OU only led for 44 seconds of game time until making its final charge at the finish. The Sooners scored the last 12 points of the game.
K-State (7-6, 0-1) used the 3-pointer to keep the Sooners at arm’s length. The Wildcats tied a season high with 12 3s.
Kruger’s change to a 3-2 zone defense during the final 10 minutes changed the game’s dynamic.
K-State struggled with ball movement. The Sooners’ defensive deflections led to points on offense during the comeback.
“At that point, it was anything that changed up their rhythm,” Kruger said. “I thought our guys responded very well to that. They got some deflections out of that.”
The OU coach mentioned that K-State’s Xavier Sneed picking up his fourth foul also was a key factor.
“I thought our activity in the zone was really good. We didn’t rebound really great out of it for three possessions, but otherwise we got some deflections and did a good job with it,” Kruger said.
The Wildcats led 33-30 at intermission and extended their lead to 44-33 before the Sooners began charging back.
Reaves was silent in the first half with an equal amount of turnovers as points (three). But the junior guard did his damage in the second half, scoring 18 of his 21 points, including his key 3-pointer to give the Sooners a 63-61 lead.
“The coaches and the players kept putting me in really good situations.
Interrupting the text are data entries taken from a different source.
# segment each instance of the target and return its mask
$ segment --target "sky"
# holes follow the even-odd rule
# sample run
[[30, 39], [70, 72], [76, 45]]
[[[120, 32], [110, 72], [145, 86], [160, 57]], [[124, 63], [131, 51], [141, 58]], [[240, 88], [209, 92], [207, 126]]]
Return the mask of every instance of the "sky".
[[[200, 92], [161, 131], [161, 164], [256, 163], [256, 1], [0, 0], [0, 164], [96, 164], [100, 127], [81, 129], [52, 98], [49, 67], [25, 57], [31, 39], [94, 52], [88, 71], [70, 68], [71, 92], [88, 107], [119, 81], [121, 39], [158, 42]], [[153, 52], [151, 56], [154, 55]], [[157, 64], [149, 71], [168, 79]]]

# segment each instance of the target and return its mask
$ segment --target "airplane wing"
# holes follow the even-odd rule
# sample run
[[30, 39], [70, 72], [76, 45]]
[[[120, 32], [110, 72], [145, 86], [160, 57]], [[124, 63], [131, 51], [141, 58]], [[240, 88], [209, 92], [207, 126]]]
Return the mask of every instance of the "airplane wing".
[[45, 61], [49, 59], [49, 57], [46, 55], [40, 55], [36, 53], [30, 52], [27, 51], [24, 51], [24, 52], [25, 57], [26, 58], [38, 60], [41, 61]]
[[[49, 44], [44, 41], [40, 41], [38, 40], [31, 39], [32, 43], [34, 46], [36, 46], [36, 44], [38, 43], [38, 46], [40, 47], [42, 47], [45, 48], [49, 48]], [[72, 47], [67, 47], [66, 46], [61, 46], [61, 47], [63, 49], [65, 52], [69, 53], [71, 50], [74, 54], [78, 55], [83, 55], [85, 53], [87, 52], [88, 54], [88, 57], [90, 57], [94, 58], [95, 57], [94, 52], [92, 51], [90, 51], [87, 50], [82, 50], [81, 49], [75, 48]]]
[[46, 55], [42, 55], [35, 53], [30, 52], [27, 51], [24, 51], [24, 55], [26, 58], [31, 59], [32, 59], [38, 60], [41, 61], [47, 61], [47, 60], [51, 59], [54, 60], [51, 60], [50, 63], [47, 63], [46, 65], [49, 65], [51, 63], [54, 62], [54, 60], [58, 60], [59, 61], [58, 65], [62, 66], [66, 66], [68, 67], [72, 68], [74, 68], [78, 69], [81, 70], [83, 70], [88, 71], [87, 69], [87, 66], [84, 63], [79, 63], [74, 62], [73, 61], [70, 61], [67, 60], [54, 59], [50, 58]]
I made shots,” Reaves said.
“(Kristian Doolittle) kept us in the game for the first 30 minutes. If it wasn’t for that, we would have been down maybe 15 late. Doo kept us in it. We kept battling, and our team came up with a really big win.”
Doolittle finished with 19 points (13 in the first half) and 12 rebounds.
Doolittle, Brady Manek (nine points) and Jamal Bieniemy were the only OU players with Big 12 experience before Saturday. This game will help, especially with a Tuesday trip to Texas on the horizon.
”(This game) meant a lot. Coach has been preaching mainly to the people that have never played in a Big 12 game before. Mainly just telling them how physical it was going to be,” Doolittle said. “Our practices leading up to this game were very physical, a lot of contact. You can only simulate so much in practice, so I feel like the new people are handling it very well. They came out ready to play.”